Applied online for software engineering position for networking team. One of the engineers reached out for a video phone interview. Discussion regarding background and position in general. After this phone interview, they wanted to setup a second video phone interview with another engineer. The second phone interview involved a very simple coding challenge using collabedit with discussion around testing etc.
The feedback was positive and they wanted to proceed with on-site interview. This is where things started to get weird.
The initial position I applied for was listed at Seattle. But I was asked to fly into Boston to get a "better interview experience". When I probed further asking why I couldn't interview at Seattle, I got to know that most of the networking team is based in Boston and a remaining engineers are spread across the other two sites (Santa Barbara and Seattle). There were no clear explanations offered about the team structure, who my hiring manager was going to be and where would he/she be located.

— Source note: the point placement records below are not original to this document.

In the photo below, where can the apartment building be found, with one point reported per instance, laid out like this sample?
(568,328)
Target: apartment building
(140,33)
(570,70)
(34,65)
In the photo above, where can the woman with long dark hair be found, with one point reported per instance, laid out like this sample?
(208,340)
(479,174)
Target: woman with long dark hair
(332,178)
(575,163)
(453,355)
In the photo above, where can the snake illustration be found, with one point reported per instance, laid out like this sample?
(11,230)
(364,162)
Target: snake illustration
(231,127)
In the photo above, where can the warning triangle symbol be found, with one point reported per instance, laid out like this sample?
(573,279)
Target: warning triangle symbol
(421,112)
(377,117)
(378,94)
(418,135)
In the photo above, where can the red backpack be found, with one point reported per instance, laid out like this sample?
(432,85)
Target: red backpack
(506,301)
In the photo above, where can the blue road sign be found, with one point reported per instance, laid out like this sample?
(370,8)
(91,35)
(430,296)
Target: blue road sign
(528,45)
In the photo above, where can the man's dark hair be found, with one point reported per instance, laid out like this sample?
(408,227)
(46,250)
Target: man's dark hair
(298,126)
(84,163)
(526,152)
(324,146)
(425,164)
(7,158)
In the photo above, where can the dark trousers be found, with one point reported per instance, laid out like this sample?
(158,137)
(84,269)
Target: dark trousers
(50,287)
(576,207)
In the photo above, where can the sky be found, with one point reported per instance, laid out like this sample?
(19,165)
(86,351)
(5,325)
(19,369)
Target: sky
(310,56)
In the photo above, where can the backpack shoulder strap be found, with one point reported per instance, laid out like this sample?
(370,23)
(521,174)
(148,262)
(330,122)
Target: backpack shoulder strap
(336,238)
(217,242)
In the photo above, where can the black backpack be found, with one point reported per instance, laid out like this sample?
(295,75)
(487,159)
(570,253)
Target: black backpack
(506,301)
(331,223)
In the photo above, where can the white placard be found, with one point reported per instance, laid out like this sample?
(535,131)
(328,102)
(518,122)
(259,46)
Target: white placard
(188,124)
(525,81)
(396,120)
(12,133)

It appeared that Sonos believes in having a distributed team across the 3 sites who would use videoconferencing (VC) for conducting meetings. While VCs have come a long way, they are certainly no substitute for face-to-face interactions with peers, hallway conversations, soundboarding etc. There is a lot of value to these especially when it comes to solving very hard engineering problems.
Anyway, I eventually interviewed at the Seattle office. The on-site interviews started at 8:30 in the morning and ended at 4:27 pm, even though the actual end time was supposed to be 4pm. The interviews were spread across multiple 1-1 rounds with some being over VC with engineers from the other two offices (Boston, Santa Barbara) and some being in person with engineers at Seattle. Coding was over whiteboard + coderpad (laptop with screen shared)
One common theme during the interviews was that the interviewers had surprisingly different answers to one common question "In the WiFi networking stack, is the team more focused on working on the host/device driver portion OR more into the low-level WiFi firmware (including MAC and PHY)? ". Some of them claimed that the team worked on everything on the stack, while some claimed that the team only worked on the OS(Linux)/device driver portion and upper layers (application, userspace). This misalignment was a huge red flag. If the team was misaligned in answering such a simple question, how can they expect to do quality work when sitting across three remote sites?
The interview questions were not that hard, but the sheer length of the interview process drained me towards the last two rounds. They could have easily conducted the interviews in a 2-1 fashion and get done with the whole thing in under 5 hours. I am not sure how much you are going to learn about the candidate after he is mentally exhausted towards the end of the day.